The Motion to Recuse

From the State’s Motion to Recuse Judge Helm from all family violence cases:

Due process requires recusal when “there is a serious risk of actual bias—based on objective and reasonable perceptions.”


This bias should not be allowed to interfere with the State’s due process rights in a manner that infects “the integrity of the trial process.”

Problem: The State has no right to due process.

(Prosecutors and other statists go slackjawed when introduced to that principle, and see it as non-obvious, so I offer them a cite: Collier v. Poe, 732 S.W.2d 332, 343-44 (Tex. Crim. App. 1987)).

0 responses to “The Motion to Recuse”

  1. As one of the lawyers who represented Judge Poe in Collier v. Poe, you should have mentioned that it went to the Supreme Court on appeal and was dismissed as not presenting a substantial federal question.
    That means that there was a ruling from the Supreme Court of the United States effectively affirming the Court of Criminal Appeals.
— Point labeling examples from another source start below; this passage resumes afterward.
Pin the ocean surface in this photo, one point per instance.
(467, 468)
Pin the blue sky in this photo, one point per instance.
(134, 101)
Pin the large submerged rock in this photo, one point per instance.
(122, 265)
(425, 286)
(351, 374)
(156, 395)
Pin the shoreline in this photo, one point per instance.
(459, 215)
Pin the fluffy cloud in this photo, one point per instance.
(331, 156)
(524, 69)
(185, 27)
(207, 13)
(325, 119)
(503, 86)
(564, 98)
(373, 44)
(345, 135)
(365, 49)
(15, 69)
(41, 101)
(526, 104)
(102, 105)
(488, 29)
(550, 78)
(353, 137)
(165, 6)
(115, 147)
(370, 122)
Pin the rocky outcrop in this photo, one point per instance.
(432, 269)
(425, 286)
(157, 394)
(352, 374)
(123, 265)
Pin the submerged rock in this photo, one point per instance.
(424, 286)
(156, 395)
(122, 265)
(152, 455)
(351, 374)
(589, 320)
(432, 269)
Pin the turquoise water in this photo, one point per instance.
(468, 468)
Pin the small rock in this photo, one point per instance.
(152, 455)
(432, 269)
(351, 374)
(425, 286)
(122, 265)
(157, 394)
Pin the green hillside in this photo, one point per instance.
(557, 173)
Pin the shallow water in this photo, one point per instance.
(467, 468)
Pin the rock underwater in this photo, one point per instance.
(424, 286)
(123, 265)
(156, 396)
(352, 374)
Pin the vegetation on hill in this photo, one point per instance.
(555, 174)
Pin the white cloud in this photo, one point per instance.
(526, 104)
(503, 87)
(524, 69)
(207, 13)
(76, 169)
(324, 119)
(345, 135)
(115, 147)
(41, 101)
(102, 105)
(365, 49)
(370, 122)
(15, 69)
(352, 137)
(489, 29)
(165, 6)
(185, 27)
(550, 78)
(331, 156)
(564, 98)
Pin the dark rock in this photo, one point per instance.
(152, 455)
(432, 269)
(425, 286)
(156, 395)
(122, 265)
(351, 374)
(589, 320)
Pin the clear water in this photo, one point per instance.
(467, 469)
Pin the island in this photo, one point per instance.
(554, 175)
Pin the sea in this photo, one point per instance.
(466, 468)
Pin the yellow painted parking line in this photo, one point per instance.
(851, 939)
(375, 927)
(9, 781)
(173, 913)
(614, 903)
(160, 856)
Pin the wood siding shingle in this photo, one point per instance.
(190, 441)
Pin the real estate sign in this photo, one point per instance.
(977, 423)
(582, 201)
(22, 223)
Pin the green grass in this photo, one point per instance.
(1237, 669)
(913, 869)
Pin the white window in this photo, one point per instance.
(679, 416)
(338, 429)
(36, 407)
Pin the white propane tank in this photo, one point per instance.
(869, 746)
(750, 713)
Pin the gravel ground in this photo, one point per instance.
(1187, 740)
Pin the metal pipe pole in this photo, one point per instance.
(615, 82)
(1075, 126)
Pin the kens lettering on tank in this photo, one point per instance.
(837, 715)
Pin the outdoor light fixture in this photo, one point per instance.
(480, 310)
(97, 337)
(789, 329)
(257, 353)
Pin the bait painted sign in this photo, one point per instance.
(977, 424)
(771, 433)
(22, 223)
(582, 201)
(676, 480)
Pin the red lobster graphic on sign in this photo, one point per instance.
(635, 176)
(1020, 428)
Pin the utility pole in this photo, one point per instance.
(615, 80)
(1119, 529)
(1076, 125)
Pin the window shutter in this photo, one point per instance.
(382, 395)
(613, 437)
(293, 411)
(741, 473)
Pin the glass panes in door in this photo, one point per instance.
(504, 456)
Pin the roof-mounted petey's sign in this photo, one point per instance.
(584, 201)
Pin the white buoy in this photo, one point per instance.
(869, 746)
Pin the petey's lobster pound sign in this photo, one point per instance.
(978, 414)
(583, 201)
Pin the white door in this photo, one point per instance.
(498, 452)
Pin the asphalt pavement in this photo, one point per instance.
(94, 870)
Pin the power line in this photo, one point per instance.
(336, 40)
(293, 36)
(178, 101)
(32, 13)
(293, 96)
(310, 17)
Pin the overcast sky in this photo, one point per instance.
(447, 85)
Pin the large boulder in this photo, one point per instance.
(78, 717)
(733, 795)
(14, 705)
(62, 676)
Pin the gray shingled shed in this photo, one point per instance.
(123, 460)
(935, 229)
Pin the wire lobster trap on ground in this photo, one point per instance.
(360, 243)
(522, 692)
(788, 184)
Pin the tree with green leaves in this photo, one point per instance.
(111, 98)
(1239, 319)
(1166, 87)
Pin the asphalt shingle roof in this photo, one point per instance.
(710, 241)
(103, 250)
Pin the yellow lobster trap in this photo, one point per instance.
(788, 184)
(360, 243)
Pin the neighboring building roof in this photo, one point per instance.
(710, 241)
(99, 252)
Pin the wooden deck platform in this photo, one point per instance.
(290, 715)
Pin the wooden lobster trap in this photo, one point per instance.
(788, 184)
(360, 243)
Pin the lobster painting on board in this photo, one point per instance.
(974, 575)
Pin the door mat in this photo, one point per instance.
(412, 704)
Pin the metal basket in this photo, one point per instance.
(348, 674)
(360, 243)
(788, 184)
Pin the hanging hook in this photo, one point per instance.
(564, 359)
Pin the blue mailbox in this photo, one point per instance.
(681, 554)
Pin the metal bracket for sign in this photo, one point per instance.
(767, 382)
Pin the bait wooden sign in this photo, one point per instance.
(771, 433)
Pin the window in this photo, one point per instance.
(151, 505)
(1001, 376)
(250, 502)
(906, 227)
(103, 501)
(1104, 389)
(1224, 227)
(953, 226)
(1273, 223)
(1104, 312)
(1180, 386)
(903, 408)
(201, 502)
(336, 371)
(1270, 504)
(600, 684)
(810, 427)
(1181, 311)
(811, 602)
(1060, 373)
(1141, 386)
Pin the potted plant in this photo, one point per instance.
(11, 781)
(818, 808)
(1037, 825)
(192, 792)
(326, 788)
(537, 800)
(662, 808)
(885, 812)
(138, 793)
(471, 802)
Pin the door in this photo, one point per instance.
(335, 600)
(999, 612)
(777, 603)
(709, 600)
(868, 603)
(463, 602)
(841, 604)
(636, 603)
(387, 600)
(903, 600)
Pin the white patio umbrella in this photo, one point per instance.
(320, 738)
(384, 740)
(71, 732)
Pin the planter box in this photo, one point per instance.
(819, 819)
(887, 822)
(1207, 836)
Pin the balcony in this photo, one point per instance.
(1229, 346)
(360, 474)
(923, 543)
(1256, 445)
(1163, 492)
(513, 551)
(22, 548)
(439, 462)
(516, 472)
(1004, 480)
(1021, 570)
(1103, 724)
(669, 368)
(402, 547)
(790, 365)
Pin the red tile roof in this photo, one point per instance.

  2. Fascinating. Such an obvious principle once you blogged on it, but I have often been faced with prosecutors’ arguments premised upon the State’s Consitutional rights (which, I supposed were derivative of the victim’s rights – see Connecticut’s constitution re victim rights.) Once I read your cite, the “reservation of rights not otherwise enumerated” phrase jumped back into mind – something I suppose I had allowed to fade in my thinking.

    Thanks again for the thoughtful post.

  3. Mr. Moran,

    Here is a quote from Supreme Court Practice.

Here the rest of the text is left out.